Molecular Optical Probes for Imaging Tumors

摘要

Biomedical optical methods provide distinctly new diagnostic capabilities while complementing conventional imaging modalities. Some advantages of optical methods include the use of non-ionizing radiation, detection of minute amounts of light-absorbing materials in tissue models, capability of continuous data acquisition for real-time monitoring, and the potential availability of low cost, user friendly, and portable imaging systems and endoscopes. While many human diseases have been studied successfully by using intrinsic optical properties of normal and pathologic tissues, molecular imaging of the expression of aberrant genes, proteins, and other pathophysiologic processes would be enhanced by the use of highly specific exogenous molecular probes. In addition to enhancing the specificity and sensitivity of detecting and imaging various diseases, optical molecular probes are less dependent on inter- and intra-species variations. They can also furnish unique information regarding the functional status of diseases. Recent review articles have described the development and application of various optical molecular probes in biomedical research. These include bioluminescent reporters, fluorescent proteins, protease-sensitive optical probes, nanoparticles, quantum dots, and general overview of the trends in contrast-mediated optical imaging of tumors. To be effective, the molecular probes should produce detectable, quantifiable and discernable signals in response to light absorption or biological activation.
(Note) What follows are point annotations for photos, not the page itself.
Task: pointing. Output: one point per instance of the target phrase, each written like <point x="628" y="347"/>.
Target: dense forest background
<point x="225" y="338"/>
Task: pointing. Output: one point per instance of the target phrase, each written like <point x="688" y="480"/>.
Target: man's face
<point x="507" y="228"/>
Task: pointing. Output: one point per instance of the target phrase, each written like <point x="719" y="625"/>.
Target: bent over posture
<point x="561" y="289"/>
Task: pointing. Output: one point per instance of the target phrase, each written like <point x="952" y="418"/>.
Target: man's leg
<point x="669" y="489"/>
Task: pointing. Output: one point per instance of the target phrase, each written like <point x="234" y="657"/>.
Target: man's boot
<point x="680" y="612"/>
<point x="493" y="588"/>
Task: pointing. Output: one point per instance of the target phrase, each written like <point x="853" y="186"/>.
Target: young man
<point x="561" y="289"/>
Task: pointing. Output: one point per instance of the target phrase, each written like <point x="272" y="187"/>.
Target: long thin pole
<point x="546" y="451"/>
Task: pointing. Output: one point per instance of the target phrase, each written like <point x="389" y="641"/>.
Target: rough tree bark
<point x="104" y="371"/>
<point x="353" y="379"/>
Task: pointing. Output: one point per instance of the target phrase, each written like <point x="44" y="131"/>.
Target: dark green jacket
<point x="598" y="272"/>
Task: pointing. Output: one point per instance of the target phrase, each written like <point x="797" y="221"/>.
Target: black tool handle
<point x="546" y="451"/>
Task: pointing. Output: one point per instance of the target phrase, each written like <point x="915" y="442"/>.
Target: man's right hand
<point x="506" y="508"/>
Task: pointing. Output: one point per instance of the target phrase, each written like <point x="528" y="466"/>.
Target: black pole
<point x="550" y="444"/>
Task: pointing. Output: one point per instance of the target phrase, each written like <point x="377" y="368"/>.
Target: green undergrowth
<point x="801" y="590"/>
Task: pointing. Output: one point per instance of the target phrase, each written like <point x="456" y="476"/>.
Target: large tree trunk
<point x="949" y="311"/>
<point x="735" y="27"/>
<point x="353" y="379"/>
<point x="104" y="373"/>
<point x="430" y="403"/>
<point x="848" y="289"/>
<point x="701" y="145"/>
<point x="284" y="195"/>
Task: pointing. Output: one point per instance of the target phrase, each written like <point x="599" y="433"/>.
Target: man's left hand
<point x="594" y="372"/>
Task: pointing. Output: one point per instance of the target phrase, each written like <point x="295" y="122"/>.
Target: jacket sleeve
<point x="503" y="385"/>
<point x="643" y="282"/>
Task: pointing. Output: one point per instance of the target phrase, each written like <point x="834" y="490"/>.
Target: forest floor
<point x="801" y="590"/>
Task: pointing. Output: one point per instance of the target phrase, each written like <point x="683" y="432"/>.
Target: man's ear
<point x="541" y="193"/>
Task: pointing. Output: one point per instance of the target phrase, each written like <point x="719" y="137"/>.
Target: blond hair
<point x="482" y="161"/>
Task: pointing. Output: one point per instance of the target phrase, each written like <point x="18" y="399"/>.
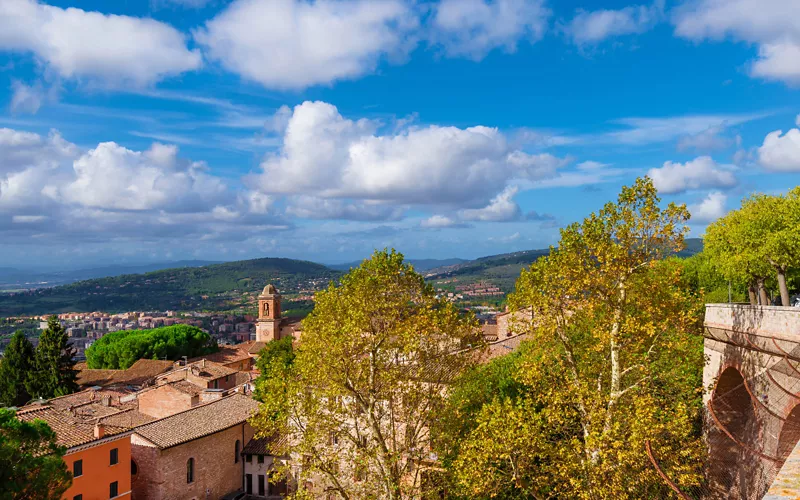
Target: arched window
<point x="190" y="470"/>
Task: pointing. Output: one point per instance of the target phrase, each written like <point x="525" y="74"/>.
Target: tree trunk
<point x="783" y="288"/>
<point x="762" y="293"/>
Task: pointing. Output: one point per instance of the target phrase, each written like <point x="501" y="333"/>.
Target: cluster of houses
<point x="167" y="430"/>
<point x="179" y="430"/>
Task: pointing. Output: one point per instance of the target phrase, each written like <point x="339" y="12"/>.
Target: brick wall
<point x="162" y="473"/>
<point x="164" y="401"/>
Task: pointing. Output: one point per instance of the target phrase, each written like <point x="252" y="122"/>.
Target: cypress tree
<point x="54" y="371"/>
<point x="14" y="369"/>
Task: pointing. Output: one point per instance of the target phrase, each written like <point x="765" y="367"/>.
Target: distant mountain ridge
<point x="211" y="287"/>
<point x="232" y="285"/>
<point x="420" y="265"/>
<point x="11" y="278"/>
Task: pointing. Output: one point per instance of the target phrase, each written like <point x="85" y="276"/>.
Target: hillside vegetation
<point x="214" y="287"/>
<point x="119" y="350"/>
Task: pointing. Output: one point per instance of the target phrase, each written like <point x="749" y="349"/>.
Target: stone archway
<point x="732" y="465"/>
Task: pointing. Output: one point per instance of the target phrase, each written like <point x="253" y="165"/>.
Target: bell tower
<point x="269" y="315"/>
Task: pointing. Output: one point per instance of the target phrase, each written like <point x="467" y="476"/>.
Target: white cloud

In addition, optimizing the in vivo stability, biocompatibility and pharmacokmetics is necessary for their use in living mammals. Presently, fluorescein, indocyanine green (ICG) and fluorescent photosensitizers are widely used as optical molecular probes for in vivo imaging of tumors, possibly due to their established photophysical properties and safety profile in humans. Accordingly, we have developed a library of near infrared molecular probes that target tumors by receptor-mediated endocytosis. We recently used this approach to target the expression of integrins in tumors and to monitor the functional status of highly metabolizing cells in vivo. As shown in Figure 1, a peptide containing the ROD sequence is clearly retained in αvβ3 receptor-positive human lung tumor model implanted in nude mice. Competitive blocking studies showed that the uptake is receptor-specific.